New technologies make us ever more interconnected in ways that cut across and undermine borders. How individuals, communities, companies and governments identify themselves will change, reconstituting notions of selfhood, community and nationality. Debordering captures this sense of the shifting shape of social systems, that may, in time, challenge existing concepts we take for granted such as countries. Even the planetary border could become increasingly notional. Some see Space Colonization as an essential step in how to safeguard human existence should natural or man-made disaster destroy civilisation on our planet. Others are concerned that we’ll simply be extending our colonial instincts into space, taking social inequality and other human foibles to places that our bodies and minds weren’t made for.
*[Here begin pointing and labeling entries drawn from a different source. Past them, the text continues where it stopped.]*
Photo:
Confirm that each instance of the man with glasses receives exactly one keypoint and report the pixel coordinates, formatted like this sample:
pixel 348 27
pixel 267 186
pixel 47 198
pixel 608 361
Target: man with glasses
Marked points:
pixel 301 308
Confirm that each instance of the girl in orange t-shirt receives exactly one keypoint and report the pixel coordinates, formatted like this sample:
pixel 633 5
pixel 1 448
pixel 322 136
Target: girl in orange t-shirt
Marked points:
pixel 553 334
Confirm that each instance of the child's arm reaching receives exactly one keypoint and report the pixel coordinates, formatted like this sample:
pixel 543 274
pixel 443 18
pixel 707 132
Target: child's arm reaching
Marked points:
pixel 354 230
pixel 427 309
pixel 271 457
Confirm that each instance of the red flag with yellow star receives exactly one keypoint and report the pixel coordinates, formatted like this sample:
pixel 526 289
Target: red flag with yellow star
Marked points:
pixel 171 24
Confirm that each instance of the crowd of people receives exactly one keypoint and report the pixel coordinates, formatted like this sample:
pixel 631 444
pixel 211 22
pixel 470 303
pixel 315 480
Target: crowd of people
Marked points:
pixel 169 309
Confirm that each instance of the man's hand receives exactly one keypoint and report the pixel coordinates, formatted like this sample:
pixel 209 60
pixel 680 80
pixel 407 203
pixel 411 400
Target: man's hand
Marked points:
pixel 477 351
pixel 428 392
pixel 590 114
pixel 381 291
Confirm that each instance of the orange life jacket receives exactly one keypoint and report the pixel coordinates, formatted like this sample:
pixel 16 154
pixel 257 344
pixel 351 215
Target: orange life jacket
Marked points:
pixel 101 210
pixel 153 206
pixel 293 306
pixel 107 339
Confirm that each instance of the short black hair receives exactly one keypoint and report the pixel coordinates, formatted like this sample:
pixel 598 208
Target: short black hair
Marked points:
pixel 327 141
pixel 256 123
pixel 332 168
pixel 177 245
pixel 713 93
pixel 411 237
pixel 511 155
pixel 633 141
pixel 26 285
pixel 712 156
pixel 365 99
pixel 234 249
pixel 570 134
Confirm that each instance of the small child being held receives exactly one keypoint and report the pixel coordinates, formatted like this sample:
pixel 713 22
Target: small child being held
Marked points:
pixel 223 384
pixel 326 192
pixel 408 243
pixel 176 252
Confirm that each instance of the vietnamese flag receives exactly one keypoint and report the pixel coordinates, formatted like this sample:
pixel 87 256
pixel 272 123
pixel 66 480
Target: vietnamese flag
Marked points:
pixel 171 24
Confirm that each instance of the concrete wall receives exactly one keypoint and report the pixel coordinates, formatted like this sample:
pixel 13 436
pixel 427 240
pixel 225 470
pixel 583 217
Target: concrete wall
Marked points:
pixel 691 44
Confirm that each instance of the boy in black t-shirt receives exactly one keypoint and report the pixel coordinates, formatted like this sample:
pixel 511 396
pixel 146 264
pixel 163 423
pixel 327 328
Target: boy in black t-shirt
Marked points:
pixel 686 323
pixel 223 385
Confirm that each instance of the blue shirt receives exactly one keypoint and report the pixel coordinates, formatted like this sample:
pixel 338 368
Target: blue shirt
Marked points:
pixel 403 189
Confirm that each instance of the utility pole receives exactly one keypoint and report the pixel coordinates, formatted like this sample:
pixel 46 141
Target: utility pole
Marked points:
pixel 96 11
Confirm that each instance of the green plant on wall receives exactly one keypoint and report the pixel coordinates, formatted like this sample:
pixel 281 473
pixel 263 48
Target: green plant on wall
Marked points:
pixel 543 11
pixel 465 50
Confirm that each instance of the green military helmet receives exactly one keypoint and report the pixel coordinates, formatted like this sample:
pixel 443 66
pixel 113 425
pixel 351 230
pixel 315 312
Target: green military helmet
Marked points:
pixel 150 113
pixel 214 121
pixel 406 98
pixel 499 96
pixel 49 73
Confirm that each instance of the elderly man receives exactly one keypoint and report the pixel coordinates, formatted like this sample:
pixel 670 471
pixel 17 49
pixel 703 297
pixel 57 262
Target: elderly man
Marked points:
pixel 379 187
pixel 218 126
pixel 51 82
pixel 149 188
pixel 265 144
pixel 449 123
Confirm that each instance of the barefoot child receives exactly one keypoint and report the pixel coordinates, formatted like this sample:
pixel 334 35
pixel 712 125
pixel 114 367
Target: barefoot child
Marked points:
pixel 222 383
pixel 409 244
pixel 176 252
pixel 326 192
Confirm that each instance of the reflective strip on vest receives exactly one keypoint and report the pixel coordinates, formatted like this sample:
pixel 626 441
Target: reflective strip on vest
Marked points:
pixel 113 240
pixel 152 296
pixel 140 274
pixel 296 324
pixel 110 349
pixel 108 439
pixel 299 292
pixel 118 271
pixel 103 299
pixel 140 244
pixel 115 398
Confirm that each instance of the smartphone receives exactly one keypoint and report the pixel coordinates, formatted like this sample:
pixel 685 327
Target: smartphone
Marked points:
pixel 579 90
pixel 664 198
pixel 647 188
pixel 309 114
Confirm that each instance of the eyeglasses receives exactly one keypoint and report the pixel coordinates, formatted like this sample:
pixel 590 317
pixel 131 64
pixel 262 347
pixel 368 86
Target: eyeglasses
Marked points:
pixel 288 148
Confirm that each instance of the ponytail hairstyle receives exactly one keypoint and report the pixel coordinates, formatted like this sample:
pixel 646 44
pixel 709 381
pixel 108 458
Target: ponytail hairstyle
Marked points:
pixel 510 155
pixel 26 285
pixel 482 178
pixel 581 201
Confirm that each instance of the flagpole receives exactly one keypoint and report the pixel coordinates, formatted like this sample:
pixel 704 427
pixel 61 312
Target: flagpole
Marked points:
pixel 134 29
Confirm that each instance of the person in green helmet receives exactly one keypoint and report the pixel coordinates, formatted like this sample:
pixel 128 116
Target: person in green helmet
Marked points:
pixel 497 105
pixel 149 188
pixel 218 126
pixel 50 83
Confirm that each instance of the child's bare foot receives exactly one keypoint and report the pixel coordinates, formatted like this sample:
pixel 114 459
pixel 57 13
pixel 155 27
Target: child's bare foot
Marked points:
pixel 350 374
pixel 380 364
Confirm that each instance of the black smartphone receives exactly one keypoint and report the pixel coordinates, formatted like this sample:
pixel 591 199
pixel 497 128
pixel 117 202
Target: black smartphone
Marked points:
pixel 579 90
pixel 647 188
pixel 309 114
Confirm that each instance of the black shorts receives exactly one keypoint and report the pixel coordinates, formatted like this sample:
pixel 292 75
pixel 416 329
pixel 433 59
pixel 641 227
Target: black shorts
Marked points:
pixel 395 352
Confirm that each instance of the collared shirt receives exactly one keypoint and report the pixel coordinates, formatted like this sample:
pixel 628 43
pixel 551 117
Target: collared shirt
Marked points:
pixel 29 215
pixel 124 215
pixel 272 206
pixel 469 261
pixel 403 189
Perhaps space will just be a new frontier beyond Earth for humans to fight in. The age-old human tendency War with each other looks destined to continue in the future. Advancements in weaponry, including through autonomous technology and diseases used as weapons, could have far more devastating effects. This gives rise to a stark reality: the choices we make could lead to Oblivion. Such a fate may be inevitable in the long-term anyway, though our actions may make this much closer than it need be. Many astrophysicists predict the end of the universe through their scenario modelling from the Big Bang to the Big Chill, the dissipation of all energy. Whether we are in one of many multiverses is still to be proven, but at the deepest metaphysical level we still understand very little about the nature of our reality. Which leads us to the Hard Problem of Consciousness. How can we connect the subjective feelings that we experience as conscious beings with the idea that we are just made up of inert matter? This has significant importance for how we understand ourselves and to what extent consciousness can be seen to have moral value. This can have many social implications in future, including whether humans will continue to subjugate other conscious animals in the way we currently do. 


All the uncertainties about the future implied by in the ideas above remind us that we as humans simply don’t know enough about the complexity of our existence to create elaborate, coherent social systems based on facts alone. We require Myths to fill in the rest. One of the most important stories relating to the future will be about ourselves: what does it mean to be human? The stories we tell ourselves about who we are will depend a great deal on the information we have access to, who controls it and how it is accessed. The new complex ecology of media seems to be giving rise to a Fractured Reality where truth is becoming an increasingly endangered resource and one that is synthetically constructed as much as it is naturally occurring. Our actions and desires are increasing surveilled by an expanding apparatus of ubiquitous technology. The concept of Panopticism captures this pervasive and growing surveillance architecture that has the potential to bypass human agency and potentiate authoritarian control. The desire for control underpins our tendency towards the Quantification of our world Increasingly the human sciences conceptualise humans and other natural phenomena as biological algorithms. Humans thus conceived are reducible to their material constituent parts: rendered object along with the rest of nature. This is perhaps a vain attempt to render the complex unfolding of being into tractable process amenable to human will.

In reality, it is imperative to meet the very real ethical challenges that are upon us, and not just the technical ones. We cannot escape the ethical complexity of our reality through pure technical control. After all, we're at Zero Hour – these profound changes are already afoot and it’s very possible that we’re one of the last generations of humans as we currently understand them.